Character dialogue was fairly easy to find within the game files. The dialogue was stored as a .xnb file, which were converted into .yaml and then into .xml files for analysis.
The files found with character dialogue could be placed into one of four categories:
Throughout the game, the player can interact with characters found in different locations. Characters will typically have one or two lines before dialogue 'runs out' for the day. Character XML has a different file for each character in the game, with metadata on what to say based on day of the week and weather.
Stardew Valley has multiple 2 festivals each season that occur on specific days. Unlike the Character XML, Festival XML include phrases and lines for all characters in one file. Some metadata exists to define the position and direction of characters, as well as festival cutscenes.
Throughout the game, cutscenes will play after certain requirements are met. These cutscenes are tied to the location where they play rather than the characters. Location XML have a lot more metadata per line than Character or Festival XML. The metadata includes the positions, movements, animations, facing directions, and even sounds. Dialogue is often weaved in between metadata.
The Misc XML is a collection of xml files that don't properly fit into any other category. The files are typically structured like Festival XML or Location XML. They includes dialogue spoken by characters after recieving a gift, dialogue from mail, dialogue from signs, rainy-day dialogue, and other lines.
Regex was employed to get properly tagged and cleaned dialogue. Most lines of dialogue were preceded by some metadata, telling what senario a line of dialogue would play. This was wrapped with a <context> element. Dialogue was wrapped with quotation marks which made for easy use of regex.
Metadata would be found outside the text as well as inside it. Text characters like ^, $#e$, or $r signified areas where a dialogue changes based on gender, a new dialogue box appears, or a response can be chosen from a list. Other dialogue metadata like | or {} were less frequent.

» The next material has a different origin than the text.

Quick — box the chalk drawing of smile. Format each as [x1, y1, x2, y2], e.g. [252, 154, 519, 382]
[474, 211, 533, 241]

When creating our network and SVG graphs, we used xquery. For our network, we had to write xquery that would output the names of the characters, the SPEAKER label, the file in which their name is present, and the name of the location that corresponds to said file. Each of these had to be in that exact order with a TAB between each one in order for it to be ready properly when loaded into Cytoscape. The character names were derived from the auto-tagged name elements in which the type attribute equaled PERSON. For the locations, the names came from the location elements of each file, which each contained a place attribute that equaled the locations's name. These entries would then become a connection on our Cytoscape network.
For our SVG graphs, we had to write xquery that would output a graph featuring each character's name, their corresponding bars on the graph, and the percentages that they represented. For these, the character names came from the who attributes in the dialogue elements that we added to our XML files using regex. The percentages were calculated within our xquery. We also had to oragnize the graph in some way, which we did by both alphabetizing the character names and also ordering them from highest percentage of dialogue to lowest. Finally, we applied a color gradient to the graph so that it becomes lighter as it descends. These graphs are viewable on the Visual Data page.